A spokesperson for the Mississippi State Health Department confirmed to Mississippi Today that 75 hospitals, about two-thirds of the state’s hospitals, have applied for the money. 

Edney said at the meeting that only half of those facilities will receive anything. 

Rep. Trey Lamar, a Republican from Senatobia, asked for a list of hospitals eligible to receive the money.
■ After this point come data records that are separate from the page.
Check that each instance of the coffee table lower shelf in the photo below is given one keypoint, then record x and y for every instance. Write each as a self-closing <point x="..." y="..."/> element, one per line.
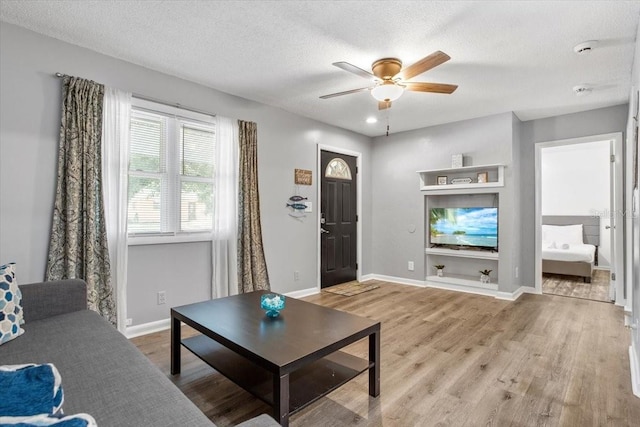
<point x="306" y="385"/>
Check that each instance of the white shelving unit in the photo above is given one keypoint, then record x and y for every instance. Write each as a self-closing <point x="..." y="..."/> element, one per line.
<point x="491" y="260"/>
<point x="462" y="253"/>
<point x="429" y="177"/>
Edney said it was “at the office,” before clarifying a few minutes later that he’d asked agency auditors and accountants to make an official document explaining the program and its challenges and would soon provide that to lawmakers. 

When asked by Mississippi Today about the previously referenced “list,” Edney would not provide it and said it was still “fluid.”
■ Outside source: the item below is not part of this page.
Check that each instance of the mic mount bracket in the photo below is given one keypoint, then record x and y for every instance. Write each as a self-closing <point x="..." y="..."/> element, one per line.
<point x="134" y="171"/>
“Let me be clear: Are you announcing to the public today that the hospitals, as it stands now, are not going to be awarded these funds we put in place?” Lamar asked. “Do the hospitals know this yet?”

House Ways and Means Committee Chairman Trey Lamar, R-Senatobia responds to criticism during his call for support from lawmakers to pass the controversial House Bill 1020 on Friday, March 31, 2023, at the Capitol in Jackson. (AP Photo/Rogelio V. Solis)
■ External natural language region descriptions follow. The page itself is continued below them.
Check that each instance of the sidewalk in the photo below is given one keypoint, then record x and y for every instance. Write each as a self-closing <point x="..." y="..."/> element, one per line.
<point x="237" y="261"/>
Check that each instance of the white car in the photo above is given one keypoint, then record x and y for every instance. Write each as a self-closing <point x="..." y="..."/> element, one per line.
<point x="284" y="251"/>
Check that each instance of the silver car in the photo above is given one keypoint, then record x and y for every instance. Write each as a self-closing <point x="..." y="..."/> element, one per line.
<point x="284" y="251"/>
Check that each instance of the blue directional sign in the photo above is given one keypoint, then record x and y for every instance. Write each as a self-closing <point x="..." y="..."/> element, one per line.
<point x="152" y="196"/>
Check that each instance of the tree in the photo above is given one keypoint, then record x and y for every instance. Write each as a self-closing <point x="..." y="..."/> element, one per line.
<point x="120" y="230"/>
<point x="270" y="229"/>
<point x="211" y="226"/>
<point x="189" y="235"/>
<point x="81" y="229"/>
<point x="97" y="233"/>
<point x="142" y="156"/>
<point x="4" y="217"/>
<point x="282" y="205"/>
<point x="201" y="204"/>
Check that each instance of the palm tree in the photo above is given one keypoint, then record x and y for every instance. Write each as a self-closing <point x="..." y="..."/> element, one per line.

Edney replied that he has been talking to hospital CEOs “one by one.”

Paul Black, the recently retired CEO of Winston Medical Center in Louisville, told Mississippi Today in May that he was disappointed in the failures of the grant program’s appropriations bill.

“Most everybody knows the challenge,” he said. 

The challenges of the program apparently came as news to the legislators, though.

Lamar, the chairman of the powerful House committee that deals with tax policy, and Hosemann, who announced a broad plan during this year’s session to help the state’s failing rural hospitals that included this grant program, appeared especially frustrated.  

“As recently as a month or two (after the session), I contacted your office and it was 85% (of hospitals) were gonna qualify,” Hosemann said. “So this has been some administrative change that we were not aware of either during the session or shortly thereafter.”

Lamar, too, questioned why these issues were coming up months after the program’s inception. The governor signed the bill in April. 

“There was no secret what we were working on,” he said. 

Edney maintained that the Health Department brought up concerns about the source of the money during the legislative process.

“Believe me, Mr. Chairman, I’m extremely frustrated with this,” Edney told Lamar. 

Edney gave the lawmakers a few options. 

They could wait to distribute funds after fixing the program when the 2024 Legislative session starts in January, or they could activate the program now and send out the money to the roughly 38 hospitals that qualify. Edney also claimed there was a way to get the federal American Rescue Plan Act funds to all hospitals, but the current statute would have to be changed to do that. 

Hosemann previously told Mississippi Today that he would support legislation at the beginning of the next session to make up the difference between what hospitals were supposed to get and what they actually got from the program. 

Edney’s recommendation at the meeting was to dole out the money to the hospitals that are eligible because of the state’s dire health crisis. Those hospitals report losses upwards of half a billion dollars, he said. 

One report puts nearly half of the state’s rural hospitals at risk of closure. At least one hospital has already closed this year, and several have applied for a federal designation that would slash services in order for more money. He said many more hospitals are reducing the services they offer to cut costs.

But Edney was adamant that he could not make the final call.

“Y’all need to make that decision,” he said. “I need to be given direction.

“The heartburn for me is I know activating the program as it stands is not what y’all intended,” Edney told the committee, before Hosemann cut him off, asking for data from the agency to make an informed decision about what to do next. 

Edney still hasn’t been told what to do, he said in an interview with Mississippi Today on Tuesday.

“I know that (the Legislature’s) desire is to get funding to hospitals the quickest way that they can,” he said. “The options are before them and they’ll decide. They’re still evaluating information being given.”